Intel’s graphics guru Raja Koduri on Wednesday once again teased his Twitter followers with an animated image of how the company’s Ponte Vecchio compute GPU will be made. He posted the teaser just a day after it was revealed that the Leibniz Supercomputing Centre will use Intel’s upcoming Sapphire Rapids CPUs as well as Ponte Vecchio compute GPUs based on the Xe-HPC architecture starting in 2022.
Some Ponte Vecchio Eye Candy pic.twitter.com/fCG2rZrozIMay 5, 2021
See more
Intel’s Ponte Vecchio will be one of the industry’s most complex chips ever made when it starts shipping in 2022. The compute GPU packs over 100 billion of transistors over 47 different tiles and promises to offer PetaFLOPS class AI performance. Building a GPU of such complexity is an extreme challenge, so it is understandable that Koduri and other Intel engineers are extremely proud.
Hardwareluxx reports that that the Leibniz Supercomputing Centre in Munich, Germany, will adopt Intel’s 4th Generation Xeon Scalable ‘Sapphire Rapids’ CPUs and Ponte Vecchio compute GPUs for its phase two SuperMUC-NG supercomputer due to be delivered in 2022. The system is also expected to use 1PB of Distributed Asynchronous Object Storage (DAOS based on Optane DC SSDs and Optane DC Persistent Memory.
There is no word about performance expected from the new system, but the phase one SuperMUC-NG uses 12,960 Intel Xeon Platinum 8174 processors with 24 cores each. The system offers Linpack (Rmax) performance of 19,476.6 TFLOPS and Linpack Theoretical Peak (Rpeak) performance of 26,873.9 TFLOPS. At present, the supercomputer does not use any GPU accelerators for compute, but engineers from the Leibniz Supercomputing Centre reportedly use some Nvidia Tesla boards for testing their programs.

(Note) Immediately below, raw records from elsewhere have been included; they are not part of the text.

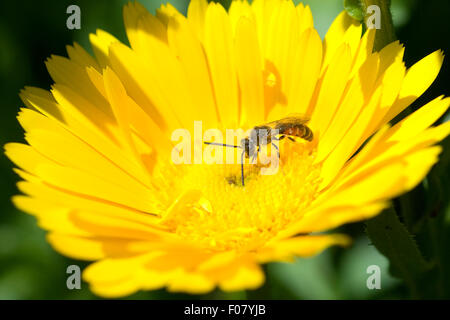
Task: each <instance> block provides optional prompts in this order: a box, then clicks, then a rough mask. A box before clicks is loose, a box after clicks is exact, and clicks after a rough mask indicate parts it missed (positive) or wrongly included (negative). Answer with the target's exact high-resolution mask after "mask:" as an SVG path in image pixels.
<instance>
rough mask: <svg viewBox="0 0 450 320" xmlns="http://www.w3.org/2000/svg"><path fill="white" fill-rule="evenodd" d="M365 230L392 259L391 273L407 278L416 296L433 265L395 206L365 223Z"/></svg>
mask: <svg viewBox="0 0 450 320" xmlns="http://www.w3.org/2000/svg"><path fill="white" fill-rule="evenodd" d="M366 232H367V234H368V236H369V238H370V240H371V241H372V244H373V245H375V247H376V248H377V249H378V250H379V251H380V252H381V253H382V254H383V255H385V256H386V257H387V258H388V259H389V262H390V266H391V269H390V270H391V274H392V275H393V276H396V277H399V278H402V279H404V280H405V282H406V283H407V284H408V286H409V287H410V288H411V290H412V292H413V295H417V294H418V290H417V282H418V279H419V278H420V277H421V276H422V275H423V274H424V273H425V272H427V271H429V270H430V269H431V268H432V267H433V266H434V264H433V263H429V262H427V261H425V259H424V258H423V256H422V254H421V252H420V251H419V248H418V247H417V244H416V242H415V241H414V239H413V237H412V236H411V234H410V233H409V232H408V230H407V229H406V227H405V226H404V225H403V224H402V223H401V222H400V220H399V219H398V217H397V215H396V213H395V211H394V210H393V209H392V208H391V209H388V210H385V211H384V212H383V213H381V214H380V215H378V216H377V217H375V218H373V219H372V220H369V221H368V222H367V223H366Z"/></svg>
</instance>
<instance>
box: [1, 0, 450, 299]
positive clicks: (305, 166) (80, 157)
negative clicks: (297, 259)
mask: <svg viewBox="0 0 450 320" xmlns="http://www.w3.org/2000/svg"><path fill="white" fill-rule="evenodd" d="M124 20H125V27H126V32H127V36H128V39H129V42H130V46H127V45H125V44H123V43H121V42H120V41H118V40H117V39H116V38H114V37H113V36H112V35H110V34H108V33H106V32H104V31H101V30H99V31H97V33H96V34H92V35H91V37H90V41H91V44H92V48H93V51H94V54H95V57H92V56H91V55H89V54H88V53H87V52H86V51H84V50H83V49H82V48H81V47H80V46H79V45H77V44H74V45H73V46H69V47H67V51H68V56H69V58H64V57H59V56H52V57H51V58H50V59H49V60H48V61H47V68H48V71H49V73H50V75H51V76H52V78H53V80H54V82H55V84H54V85H53V86H52V89H51V91H50V92H48V91H46V90H42V89H38V88H30V87H28V88H26V89H25V90H23V91H22V93H21V98H22V100H23V101H24V103H25V105H26V106H27V108H23V109H22V110H21V111H20V113H19V117H18V118H19V121H20V123H21V125H22V126H23V128H24V130H25V131H26V135H25V137H26V141H27V143H28V144H19V143H11V144H8V145H6V154H7V155H8V157H9V158H10V159H11V160H12V161H13V162H14V163H15V164H16V165H17V167H18V169H15V170H16V172H17V173H18V174H19V175H20V177H21V178H22V181H21V182H19V183H18V187H19V189H20V191H21V192H23V193H24V195H19V196H16V197H14V199H13V200H14V202H15V204H16V205H17V206H18V207H19V208H20V209H22V210H24V211H26V212H28V213H31V214H33V215H35V216H36V217H37V219H38V222H39V225H40V226H41V227H42V228H44V229H45V230H48V236H47V239H48V241H49V242H50V243H51V244H52V246H53V247H54V248H55V249H56V250H57V251H59V252H61V253H62V254H64V255H67V256H69V257H72V258H76V259H85V260H93V261H95V262H94V263H93V264H91V265H90V266H89V267H88V268H87V269H86V270H85V271H84V273H83V276H84V279H85V280H86V281H87V282H89V284H90V286H91V289H92V290H93V292H95V293H97V294H99V295H102V296H106V297H117V296H124V295H128V294H131V293H133V292H135V291H137V290H153V289H158V288H163V287H166V288H167V289H168V290H170V291H184V292H189V293H205V292H208V291H211V290H213V289H214V288H216V287H218V288H220V289H222V290H225V291H230V290H242V289H252V288H257V287H259V286H261V285H262V284H263V282H264V273H263V271H262V269H261V264H264V263H267V262H271V261H290V260H292V259H293V257H296V256H300V257H308V256H311V255H314V254H317V253H319V252H321V251H322V250H324V249H325V248H327V247H329V246H331V245H347V244H348V243H349V239H348V238H347V237H346V236H345V235H341V234H330V233H324V232H323V231H327V230H330V229H333V228H335V227H337V226H340V225H342V224H345V223H349V222H354V221H360V220H364V219H368V218H371V217H373V216H374V215H376V214H378V213H379V212H380V211H381V210H382V209H383V208H385V207H386V206H388V205H389V200H390V199H391V198H393V197H396V196H398V195H399V194H401V193H404V192H407V191H408V190H411V189H412V188H414V186H416V185H417V184H418V183H419V182H420V181H421V180H422V179H423V178H424V177H425V175H426V174H427V172H428V171H429V170H430V168H431V167H432V165H433V164H434V163H436V161H437V160H438V154H439V153H440V152H441V147H439V146H436V143H438V142H439V141H440V140H442V139H443V138H445V137H446V136H447V135H448V134H449V131H450V124H449V123H448V122H447V123H444V124H442V125H439V126H435V127H432V124H433V123H434V122H435V121H436V120H437V119H439V118H440V117H441V116H442V115H443V114H444V112H445V111H446V110H447V108H448V105H449V99H448V98H445V99H444V98H443V97H439V98H436V99H435V100H433V101H431V102H429V103H428V104H426V105H425V106H423V107H422V108H420V109H419V110H417V111H416V112H414V113H412V114H411V115H410V116H408V117H407V118H405V119H404V120H403V121H400V122H399V123H397V124H396V125H394V126H392V127H391V126H390V125H389V124H388V122H389V121H390V120H391V119H393V118H394V117H395V116H396V115H398V114H399V113H400V112H401V111H402V110H404V109H405V108H406V107H408V105H410V104H411V103H412V102H413V101H414V100H415V99H416V98H417V97H419V96H420V95H421V94H422V93H423V92H424V91H425V90H426V89H427V88H428V87H429V86H430V84H431V83H432V82H433V80H434V79H435V78H436V76H437V74H438V72H439V69H440V67H441V64H442V60H443V54H442V52H441V51H436V52H434V53H432V54H430V55H428V56H427V57H425V58H423V59H422V60H420V61H419V62H417V63H416V64H414V65H413V66H412V67H411V68H409V69H406V68H405V65H404V63H403V61H402V60H403V52H404V48H403V47H402V45H401V44H399V42H394V43H391V44H389V45H388V46H386V47H385V48H383V49H382V50H381V51H379V52H372V51H373V50H372V48H373V42H374V34H375V31H374V30H368V31H367V32H365V33H364V35H362V27H361V25H360V24H359V23H358V22H356V21H355V20H352V19H351V18H350V17H348V15H347V14H346V13H345V12H343V13H341V14H340V15H339V16H338V17H337V18H336V20H335V21H334V22H333V24H332V25H331V27H330V29H329V31H328V33H327V34H326V36H325V39H324V40H323V41H322V40H321V39H320V37H319V35H318V34H317V31H316V30H315V29H314V26H313V18H312V15H311V12H310V9H309V7H307V6H306V7H305V6H303V5H302V4H299V5H297V6H295V5H294V4H293V3H292V1H287V0H254V1H253V2H252V3H251V4H248V3H247V2H246V1H234V2H233V3H232V4H231V7H230V9H229V11H228V12H227V11H226V10H225V9H224V8H223V7H222V6H221V5H219V4H215V3H210V4H208V3H207V2H206V0H193V1H192V2H191V4H190V6H189V9H188V13H187V17H184V16H183V15H181V14H180V13H179V12H177V10H176V9H175V8H173V7H172V6H171V5H170V4H168V5H164V6H162V7H161V8H160V9H159V10H158V11H157V13H156V15H152V14H150V13H149V12H147V11H146V10H145V9H144V8H143V7H142V6H141V5H139V4H137V3H130V4H128V5H126V6H125V8H124ZM292 113H299V114H304V115H307V116H308V117H309V118H310V121H309V123H308V127H309V128H310V129H311V130H312V132H313V134H314V139H313V140H312V141H311V142H309V141H306V140H304V139H297V141H295V142H293V141H290V140H288V139H284V140H283V141H282V142H280V146H279V147H280V163H279V168H278V172H276V173H275V174H272V175H262V174H260V169H261V166H262V165H261V164H246V165H245V168H244V170H245V186H243V185H242V184H241V183H240V178H241V175H240V174H241V173H240V165H239V164H238V163H236V164H206V163H205V162H204V161H203V162H202V163H200V164H195V163H192V164H187V163H186V164H175V163H174V162H173V159H172V153H173V150H174V146H175V145H176V144H177V143H178V142H177V141H175V142H174V141H172V139H171V137H172V133H173V132H174V131H175V130H176V129H180V128H185V129H187V130H189V131H190V132H191V133H192V136H194V135H195V132H193V131H194V129H193V128H194V121H202V126H203V127H202V128H203V129H204V130H206V129H209V128H218V129H219V130H221V132H225V129H236V128H242V129H250V128H252V127H254V126H256V125H259V124H263V123H266V122H269V121H274V120H277V119H281V118H284V117H287V116H288V115H290V114H292ZM200 134H201V133H200ZM369 138H370V139H369ZM366 141H367V143H366ZM193 143H195V141H193ZM200 146H202V145H201V144H200ZM209 147H210V148H214V149H215V150H216V152H219V151H218V150H223V148H221V147H217V146H209ZM230 149H231V148H230ZM234 151H239V150H233V152H234Z"/></svg>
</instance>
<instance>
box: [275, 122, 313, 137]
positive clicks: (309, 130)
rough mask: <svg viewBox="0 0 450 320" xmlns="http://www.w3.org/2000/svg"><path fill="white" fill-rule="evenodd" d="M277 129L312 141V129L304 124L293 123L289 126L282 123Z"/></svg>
mask: <svg viewBox="0 0 450 320" xmlns="http://www.w3.org/2000/svg"><path fill="white" fill-rule="evenodd" d="M277 129H278V130H279V133H280V134H284V135H287V136H295V137H299V138H302V139H305V140H307V141H312V139H313V137H314V135H313V132H312V130H311V129H310V128H309V127H308V126H306V125H304V124H294V125H289V126H288V125H285V124H283V125H280V127H279V128H277Z"/></svg>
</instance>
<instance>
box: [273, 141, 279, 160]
mask: <svg viewBox="0 0 450 320" xmlns="http://www.w3.org/2000/svg"><path fill="white" fill-rule="evenodd" d="M272 145H273V146H274V147H275V149H276V150H277V155H278V159H280V149H278V146H277V145H276V144H275V143H273V142H272Z"/></svg>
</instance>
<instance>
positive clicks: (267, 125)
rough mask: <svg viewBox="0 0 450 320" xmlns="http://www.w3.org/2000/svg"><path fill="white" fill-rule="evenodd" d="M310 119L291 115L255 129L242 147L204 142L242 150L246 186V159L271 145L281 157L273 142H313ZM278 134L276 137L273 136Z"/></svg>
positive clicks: (238, 146) (228, 144) (269, 122)
mask: <svg viewBox="0 0 450 320" xmlns="http://www.w3.org/2000/svg"><path fill="white" fill-rule="evenodd" d="M308 121H309V118H307V117H305V116H302V115H291V116H289V117H286V118H283V119H280V120H276V121H272V122H269V123H266V124H262V125H258V126H255V127H253V129H252V130H251V131H250V134H249V136H248V137H246V138H244V139H242V140H241V141H240V145H229V144H224V143H216V142H204V143H205V144H208V145H218V146H223V147H230V148H240V149H242V153H241V181H242V186H244V157H245V158H247V159H250V158H252V161H254V160H255V159H256V157H257V156H258V152H259V151H260V148H261V147H262V146H265V145H268V144H269V143H271V144H272V145H273V146H274V147H275V149H276V151H277V154H278V158H279V157H280V151H279V149H278V146H277V145H276V144H274V143H273V141H279V140H282V139H284V138H286V137H287V138H288V139H290V140H292V141H294V142H295V139H293V138H292V137H298V138H302V139H305V140H306V141H312V140H313V138H314V135H313V132H312V130H311V129H310V128H309V127H308V126H307V125H306V124H307V123H308ZM274 132H276V133H277V134H276V136H275V135H274V134H273V133H274Z"/></svg>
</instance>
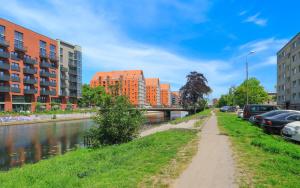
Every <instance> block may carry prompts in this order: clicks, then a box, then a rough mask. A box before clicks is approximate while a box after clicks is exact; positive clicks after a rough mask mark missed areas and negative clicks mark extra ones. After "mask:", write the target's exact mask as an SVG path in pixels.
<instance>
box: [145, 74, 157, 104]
mask: <svg viewBox="0 0 300 188" xmlns="http://www.w3.org/2000/svg"><path fill="white" fill-rule="evenodd" d="M145 81H146V102H147V104H149V105H151V106H153V107H159V106H161V103H160V83H159V78H146V79H145Z"/></svg>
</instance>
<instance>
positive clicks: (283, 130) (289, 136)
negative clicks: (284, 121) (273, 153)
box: [281, 121, 300, 142]
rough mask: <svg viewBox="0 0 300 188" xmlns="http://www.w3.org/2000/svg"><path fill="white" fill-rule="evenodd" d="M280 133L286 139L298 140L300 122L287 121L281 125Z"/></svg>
mask: <svg viewBox="0 0 300 188" xmlns="http://www.w3.org/2000/svg"><path fill="white" fill-rule="evenodd" d="M281 135H282V136H283V137H284V138H286V139H289V140H294V141H298V142H300V122H299V121H294V122H292V123H288V124H287V125H286V126H284V127H283V129H282V131H281Z"/></svg>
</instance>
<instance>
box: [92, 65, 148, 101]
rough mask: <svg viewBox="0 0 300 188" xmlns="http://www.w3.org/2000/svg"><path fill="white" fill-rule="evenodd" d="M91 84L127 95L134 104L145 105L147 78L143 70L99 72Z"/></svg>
mask: <svg viewBox="0 0 300 188" xmlns="http://www.w3.org/2000/svg"><path fill="white" fill-rule="evenodd" d="M90 85H91V87H96V86H103V87H104V88H105V90H106V92H107V93H110V94H113V95H125V96H127V97H128V99H129V100H130V102H131V103H132V104H133V105H135V106H140V107H144V106H145V102H146V99H145V93H146V91H145V78H144V73H143V71H142V70H124V71H111V72H98V73H96V74H95V75H94V77H93V78H92V80H91V81H90Z"/></svg>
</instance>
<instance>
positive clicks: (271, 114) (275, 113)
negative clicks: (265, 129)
mask: <svg viewBox="0 0 300 188" xmlns="http://www.w3.org/2000/svg"><path fill="white" fill-rule="evenodd" d="M287 112H294V110H272V111H270V112H266V113H263V114H259V115H256V116H254V119H253V123H254V124H255V125H261V124H262V122H263V120H264V119H265V118H269V117H272V116H276V115H279V114H283V113H287Z"/></svg>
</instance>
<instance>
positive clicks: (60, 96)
mask: <svg viewBox="0 0 300 188" xmlns="http://www.w3.org/2000/svg"><path fill="white" fill-rule="evenodd" d="M58 49H59V47H58V42H57V41H56V40H54V39H51V38H49V37H46V36H44V35H41V34H38V33H36V32H34V31H31V30H29V29H27V28H24V27H22V26H19V25H17V24H14V23H12V22H10V21H7V20H5V19H2V18H0V111H22V110H23V111H35V110H36V106H37V104H39V107H40V108H41V109H46V110H50V109H51V104H53V103H52V102H59V103H63V104H62V105H61V106H60V107H61V108H62V109H64V108H65V107H66V102H67V100H62V96H60V91H59V90H60V87H59V81H60V80H59V75H60V72H59V70H60V69H59V58H58Z"/></svg>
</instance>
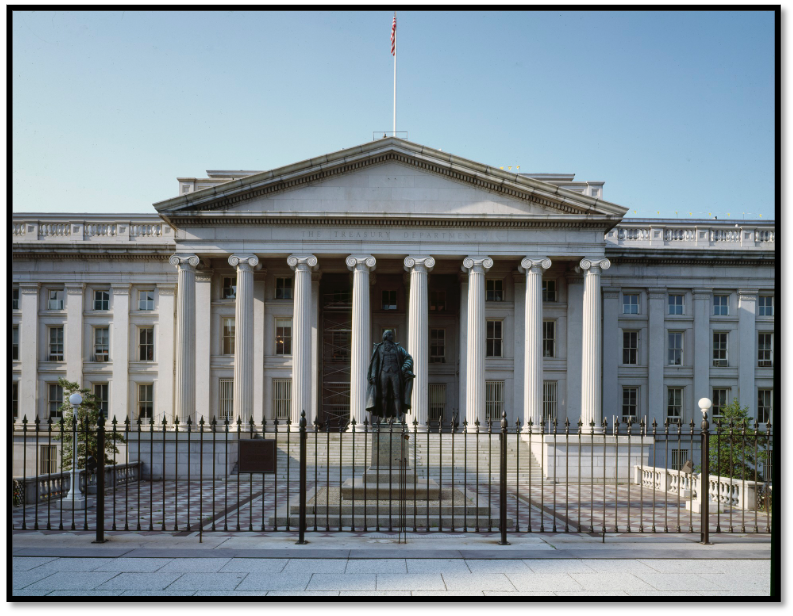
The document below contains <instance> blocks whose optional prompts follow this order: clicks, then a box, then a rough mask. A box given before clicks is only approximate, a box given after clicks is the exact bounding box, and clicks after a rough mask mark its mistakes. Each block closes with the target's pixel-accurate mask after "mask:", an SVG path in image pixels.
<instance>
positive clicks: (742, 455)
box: [697, 398, 771, 481]
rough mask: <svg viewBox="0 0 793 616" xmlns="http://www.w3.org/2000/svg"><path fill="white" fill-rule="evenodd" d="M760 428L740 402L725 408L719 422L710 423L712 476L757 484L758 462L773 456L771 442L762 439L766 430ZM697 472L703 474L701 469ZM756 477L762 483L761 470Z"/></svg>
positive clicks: (710, 422)
mask: <svg viewBox="0 0 793 616" xmlns="http://www.w3.org/2000/svg"><path fill="white" fill-rule="evenodd" d="M752 426H754V427H752ZM757 427H758V426H757V424H756V423H754V420H753V419H752V418H751V417H750V416H749V407H748V406H745V407H743V408H741V405H740V404H739V403H738V399H737V398H733V401H732V403H730V404H729V405H727V406H725V407H724V409H723V411H722V415H721V416H720V417H719V418H718V420H714V421H711V422H710V428H709V429H710V433H711V437H710V438H709V439H708V448H709V452H708V453H709V455H708V458H709V462H710V474H711V475H719V476H721V477H732V478H733V479H741V478H743V479H746V480H747V481H754V474H755V468H756V464H757V462H763V463H768V461H769V460H770V454H771V452H770V451H769V450H768V445H769V443H768V438H767V437H766V436H763V434H764V430H756V428H757ZM717 432H718V434H717ZM755 440H756V441H757V446H756V447H755ZM755 450H756V458H755ZM697 472H700V469H699V468H698V469H697ZM757 477H758V479H760V473H759V470H758V475H757Z"/></svg>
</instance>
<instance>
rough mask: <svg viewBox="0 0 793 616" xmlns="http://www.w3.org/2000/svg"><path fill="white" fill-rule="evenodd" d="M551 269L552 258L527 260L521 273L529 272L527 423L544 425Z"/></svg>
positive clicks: (524, 363) (526, 275) (521, 269)
mask: <svg viewBox="0 0 793 616" xmlns="http://www.w3.org/2000/svg"><path fill="white" fill-rule="evenodd" d="M549 267H551V260H550V259H548V258H542V259H532V258H531V257H526V258H525V259H523V261H521V262H520V267H519V268H518V269H519V270H520V271H522V272H525V273H526V307H525V315H526V316H525V318H526V321H525V323H526V327H525V332H524V335H525V337H524V347H523V352H524V356H525V361H524V364H523V421H524V425H525V424H526V423H528V422H529V420H531V422H532V423H533V424H534V425H535V426H539V425H540V424H541V423H542V272H543V270H547V269H548V268H549Z"/></svg>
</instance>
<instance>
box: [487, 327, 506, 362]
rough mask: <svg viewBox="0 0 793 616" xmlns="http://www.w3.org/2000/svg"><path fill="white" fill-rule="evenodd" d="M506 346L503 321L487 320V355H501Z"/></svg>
mask: <svg viewBox="0 0 793 616" xmlns="http://www.w3.org/2000/svg"><path fill="white" fill-rule="evenodd" d="M503 346H504V339H503V332H502V322H501V321H496V320H493V319H488V320H487V353H486V354H485V356H486V357H501V356H502V350H503Z"/></svg>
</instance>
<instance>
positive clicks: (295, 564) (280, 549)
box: [13, 531, 770, 596]
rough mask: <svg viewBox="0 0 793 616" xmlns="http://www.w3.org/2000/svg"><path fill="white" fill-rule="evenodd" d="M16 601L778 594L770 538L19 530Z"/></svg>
mask: <svg viewBox="0 0 793 616" xmlns="http://www.w3.org/2000/svg"><path fill="white" fill-rule="evenodd" d="M13 538H14V548H13V549H14V556H13V562H14V573H13V583H14V594H15V595H59V596H61V595H84V596H90V595H202V596H203V595H265V594H266V595H314V594H317V595H434V594H441V595H443V594H448V595H501V594H514V595H526V594H527V595H673V596H680V595H686V596H697V595H711V596H718V595H737V596H744V595H768V594H769V591H770V582H769V580H770V560H769V556H770V543H769V538H768V537H767V536H758V535H729V536H717V537H714V543H713V545H710V546H702V545H700V544H698V543H697V542H696V539H695V538H693V537H691V536H690V535H677V534H667V535H646V534H645V535H639V534H631V535H627V534H614V533H612V534H608V535H607V536H606V537H605V542H604V538H603V537H602V536H598V537H596V536H593V535H588V534H578V533H567V534H565V533H558V534H552V533H549V534H544V535H542V536H540V535H532V536H515V537H510V545H508V546H499V545H498V535H497V534H495V533H478V534H477V533H467V534H461V533H460V534H457V533H455V534H449V533H444V534H440V533H437V534H422V533H417V534H409V535H408V543H407V545H401V544H399V543H398V542H397V541H398V537H397V535H396V534H395V533H368V534H363V533H342V534H339V533H333V534H331V533H313V534H311V536H310V540H309V541H310V542H309V544H308V545H302V546H299V545H296V543H295V542H296V540H297V536H296V534H294V533H286V532H282V533H273V534H272V536H269V537H264V536H255V535H252V534H250V533H234V532H226V533H223V532H220V533H211V534H209V533H207V534H205V535H204V538H203V542H202V543H199V538H198V535H197V533H185V532H181V533H157V532H154V533H150V532H140V533H136V532H130V533H117V532H115V533H114V532H111V533H109V535H108V538H109V541H108V542H107V543H104V544H92V543H91V540H92V539H93V533H87V532H56V531H49V532H47V531H44V532H15V533H14V537H13Z"/></svg>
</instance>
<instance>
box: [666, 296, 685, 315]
mask: <svg viewBox="0 0 793 616" xmlns="http://www.w3.org/2000/svg"><path fill="white" fill-rule="evenodd" d="M684 297H685V296H684V295H671V294H670V295H669V314H683V298H684Z"/></svg>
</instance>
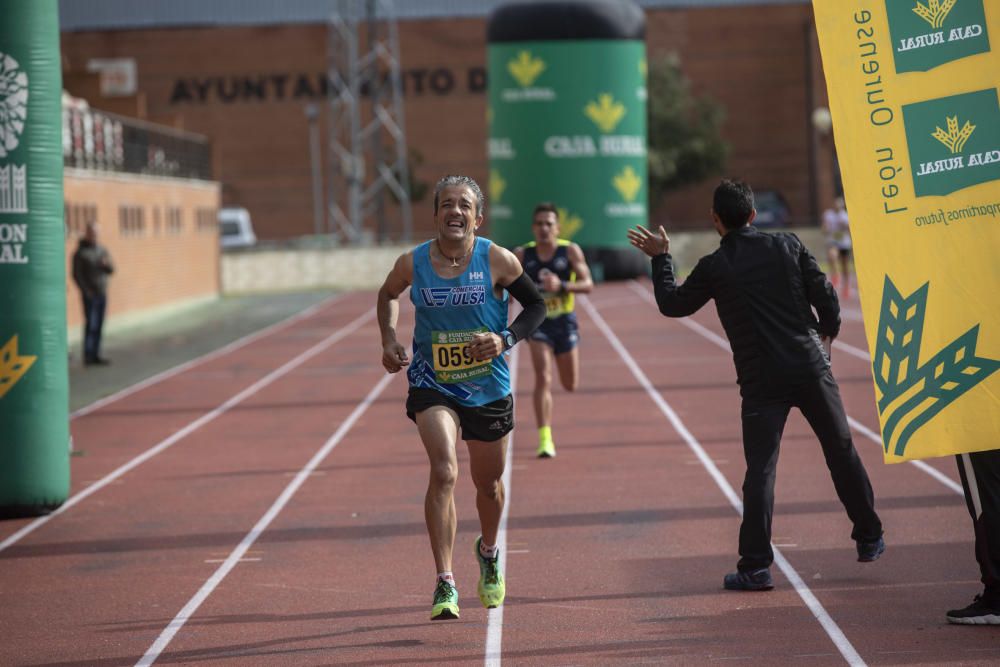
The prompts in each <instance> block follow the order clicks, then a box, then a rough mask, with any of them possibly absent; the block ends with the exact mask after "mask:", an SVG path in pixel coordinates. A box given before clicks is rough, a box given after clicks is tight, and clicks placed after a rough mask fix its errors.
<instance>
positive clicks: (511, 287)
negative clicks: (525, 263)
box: [505, 271, 545, 340]
mask: <svg viewBox="0 0 1000 667" xmlns="http://www.w3.org/2000/svg"><path fill="white" fill-rule="evenodd" d="M505 289H506V290H507V291H508V292H510V295H511V296H512V297H514V298H515V299H517V302H518V303H520V304H521V307H522V309H523V310H521V312H520V313H519V314H518V316H517V317H515V318H514V321H513V322H511V323H510V326H509V327H507V330H508V331H510V332H511V333H512V334H514V338H516V339H517V340H524V339H525V338H527V337H528V336H530V335H531V334H532V332H534V330H535V329H537V328H538V325H540V324H541V323H542V322H544V321H545V299H543V298H542V293H541V292H539V291H538V288H537V287H535V283H534V281H532V280H531V279H530V278H528V275H527V274H526V273H524V272H523V271H522V272H521V275H519V276H518V277H517V280H515V281H514V282H512V283H511V284H510V285H507V287H506V288H505Z"/></svg>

Without a doubt, the Ponte Vecchio GPU looks very promising, but so far it has officially won only one design with Argonne National Laboratory’s Aurora supercomputer. The system is going to be one of the industry’s first supercomputers to feature over 1 ExaFLOPS FP64 performance and is going to be used to solve some of the world’s most complex compute challenges.